DISCARDED shopping trolleys continue to be a blight on Belmont streets and present a health, safety and crime risk, according to local resident Janet Gee.
Ms Gee said the City of Belmont was unable to control the number of trolleys, particularly around Belmont Avenue and Gabriel and Homewood streets.
“On occasions I have counted seven to 10 trolleys in certain locations,” she said.
“They present a health and safety risk to residents.
She said they could also be used by criminals to climb on and get into back yards.
Ms Gee told the City’s recent council meeting that questions about the dumping of shopping trolleys had been presented to the council on many occasions over the past 10 years but “nothing has changed”.
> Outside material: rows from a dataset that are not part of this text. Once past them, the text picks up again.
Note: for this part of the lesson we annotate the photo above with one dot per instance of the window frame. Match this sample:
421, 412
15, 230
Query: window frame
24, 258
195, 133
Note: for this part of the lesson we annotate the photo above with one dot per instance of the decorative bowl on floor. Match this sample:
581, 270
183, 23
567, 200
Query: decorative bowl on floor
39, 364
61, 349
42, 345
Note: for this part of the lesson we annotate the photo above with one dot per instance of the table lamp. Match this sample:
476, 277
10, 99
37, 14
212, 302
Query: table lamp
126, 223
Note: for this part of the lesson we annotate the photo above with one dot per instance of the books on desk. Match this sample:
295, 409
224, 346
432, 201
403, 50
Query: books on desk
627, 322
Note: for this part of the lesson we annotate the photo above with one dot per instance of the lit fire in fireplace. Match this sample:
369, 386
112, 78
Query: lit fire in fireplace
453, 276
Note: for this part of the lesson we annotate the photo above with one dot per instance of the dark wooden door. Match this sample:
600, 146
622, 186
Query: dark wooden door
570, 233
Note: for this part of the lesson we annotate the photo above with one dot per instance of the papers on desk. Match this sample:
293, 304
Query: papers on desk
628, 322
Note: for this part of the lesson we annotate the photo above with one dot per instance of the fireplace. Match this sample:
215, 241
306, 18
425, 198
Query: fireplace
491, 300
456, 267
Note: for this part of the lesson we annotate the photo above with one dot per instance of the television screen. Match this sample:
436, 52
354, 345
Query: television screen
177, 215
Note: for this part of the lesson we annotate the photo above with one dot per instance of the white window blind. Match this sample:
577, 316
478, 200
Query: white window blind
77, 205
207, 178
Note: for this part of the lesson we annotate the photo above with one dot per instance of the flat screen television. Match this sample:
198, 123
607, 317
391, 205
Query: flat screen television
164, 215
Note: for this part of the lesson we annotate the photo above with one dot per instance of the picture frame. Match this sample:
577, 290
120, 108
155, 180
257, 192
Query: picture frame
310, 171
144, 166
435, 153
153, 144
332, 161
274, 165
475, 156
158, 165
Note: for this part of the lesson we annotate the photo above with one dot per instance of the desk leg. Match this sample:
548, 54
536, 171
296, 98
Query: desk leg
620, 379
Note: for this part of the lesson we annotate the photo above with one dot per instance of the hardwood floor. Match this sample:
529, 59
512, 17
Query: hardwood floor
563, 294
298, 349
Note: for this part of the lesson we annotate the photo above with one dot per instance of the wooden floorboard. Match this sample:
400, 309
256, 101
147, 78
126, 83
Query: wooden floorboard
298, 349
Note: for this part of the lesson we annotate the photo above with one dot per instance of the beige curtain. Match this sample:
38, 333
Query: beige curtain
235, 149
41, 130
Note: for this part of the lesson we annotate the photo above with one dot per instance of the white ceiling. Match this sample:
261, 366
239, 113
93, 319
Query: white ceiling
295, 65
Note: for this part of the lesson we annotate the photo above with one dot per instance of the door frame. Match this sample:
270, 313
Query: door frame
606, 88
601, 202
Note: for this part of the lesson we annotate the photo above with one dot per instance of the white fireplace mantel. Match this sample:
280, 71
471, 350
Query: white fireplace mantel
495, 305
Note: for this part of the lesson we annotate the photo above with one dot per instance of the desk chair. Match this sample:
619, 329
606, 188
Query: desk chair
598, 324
City community and statutory services director Neville Deague acknowledged that abandoned trolleys were an ongoing problem.
“There are improvements noted when the City organises infringement blit-zes, however the improvements are always short-lived,” he said.
“The City has tried writing and speaking to representatives from major supermarkets and firms who responsible for collecting trolleys outlining council and community concerns.”
He said coin-operated shopping trolleys and electronic methods for restricting the range of shopping trolleys had been suggested as possible solutions.
“Unfortunately the City can’t convince the major supermarkets to change their ways,” he said.
“The only solution seems to be making infringements for abandoned shopping trolleys more costly, which involves amen-ding the City’s local laws.”
Mr Deague said the City would again approach supermarkets to make changes.
These could include using wheel locks if trolleys leave a certain radius, as is used in other locations, or coin-operated trolleys.
“Fines are in place for abandoned shopping trolleys, but the fines need to be increased to provide a sufficient deterrent,” Mr Deague said.